The National Park Service (NPS) adopted a wildfire procedure called “Let it burn.” This new policy was an answer to the research being done on the high risks of fire suppression, which had been America’s previous strategy.

“Unfortunately, when you suppress fires it’s somewhat like putting your thumb over the garden hose. The pressure builds and builds . . . until finally it explodes.”

Fire suppression has lead to a fewer number of wildfires but much more severe ones.

This new policy was somewhat of a success but led to intense public uproar, especially when a wildfire broke out in Yellowstone National Park and the NPS decided to let it burn.

To their credit, the NPS “stood their ground and took their lumps and they learned from it.”

The Federal Land Assistance, Management, and Enhancement Act (FLAME) was passed in 2009 and they created a cohesive national strategy guide in 2014.

The guide focused on restoring and maintaining landscapes, creating fire-adapted communities, and effective wildfire response.

In creating a wildfire policy, securing funding for both prevention and the actual fighting of fires when they occur is a main consideration.

In recent history, the government has chosen to put more funds into suppressing fires.

Fleeger viewed this as ineffectual, “The more money that they [the government] spend on suppression, the less they can spend on all the other things that they do including trying to reduce fuels in advance of a wildfire. Those projects get put on the backburner.”

Looking toward the future, Fleeger recommended steps to make the response to wildfire more practical and efficient.

He argued that we should change the way we pay for fire suppression and utilize local land use and building code information to regulate development in the Wildland Urban Interface (WUI).

The WUI are the private homes at risk of wildfires. Currently, 40 percent of houses in the U.S. are in the WUI.

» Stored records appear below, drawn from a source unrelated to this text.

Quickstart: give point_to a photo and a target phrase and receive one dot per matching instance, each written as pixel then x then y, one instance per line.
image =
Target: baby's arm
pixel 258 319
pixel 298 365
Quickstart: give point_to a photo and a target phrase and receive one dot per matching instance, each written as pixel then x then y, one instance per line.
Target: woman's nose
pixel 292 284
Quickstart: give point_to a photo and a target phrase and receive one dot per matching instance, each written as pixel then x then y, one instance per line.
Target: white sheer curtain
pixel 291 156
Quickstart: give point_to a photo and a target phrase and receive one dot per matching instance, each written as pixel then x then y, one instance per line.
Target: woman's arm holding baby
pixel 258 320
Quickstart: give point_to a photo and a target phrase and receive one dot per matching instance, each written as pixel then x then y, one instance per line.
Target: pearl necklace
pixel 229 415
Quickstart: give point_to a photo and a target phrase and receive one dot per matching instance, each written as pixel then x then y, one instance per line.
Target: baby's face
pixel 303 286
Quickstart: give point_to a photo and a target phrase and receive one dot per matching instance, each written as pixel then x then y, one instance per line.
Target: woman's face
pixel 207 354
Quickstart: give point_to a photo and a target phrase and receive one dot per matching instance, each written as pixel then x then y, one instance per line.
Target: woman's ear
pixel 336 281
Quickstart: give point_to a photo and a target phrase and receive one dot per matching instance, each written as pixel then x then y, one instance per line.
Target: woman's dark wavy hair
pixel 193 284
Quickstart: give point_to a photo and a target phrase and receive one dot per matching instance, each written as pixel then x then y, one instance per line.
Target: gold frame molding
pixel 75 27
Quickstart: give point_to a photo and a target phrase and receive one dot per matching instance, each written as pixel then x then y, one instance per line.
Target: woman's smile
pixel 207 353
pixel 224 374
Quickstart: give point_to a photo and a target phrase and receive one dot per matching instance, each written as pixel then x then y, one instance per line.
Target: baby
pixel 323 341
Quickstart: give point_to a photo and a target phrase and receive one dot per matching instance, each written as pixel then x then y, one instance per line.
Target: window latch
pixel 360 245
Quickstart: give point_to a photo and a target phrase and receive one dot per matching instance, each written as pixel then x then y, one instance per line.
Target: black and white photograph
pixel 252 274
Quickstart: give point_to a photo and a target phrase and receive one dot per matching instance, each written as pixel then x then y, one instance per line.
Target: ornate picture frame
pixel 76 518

Fleeger said, “The most important thing we could do is go back to the model the Forest Service first adopted when they were effectively implementing forest fire suppression by working cooperatively with state and local governments” to both suppress fire and restore landscapes.

We also need firefighters to work not only in the thick of fire season but all year. They could “do prescribed burns on private lands, they could be reducing fuels adjacent to neighborhoods during the winter, they could be doing prescribed burns in the off season.”

He pointed to Flagstaff, AZ, as a “model” wildfire prevention program.

They maintain a crew in the off-season and work on prescribed burns on both private lands and, in some cases, neighborhoods. If someone is allergic to smoke, they arrange for the person to stay at a hotel and be out of the area during the burns.

We still have a long way to come in our wildfire policy but with people like Fleeger interested in the topic and exemplary programs like they have in Flagstaff, finding an effective solution is more likely than ever.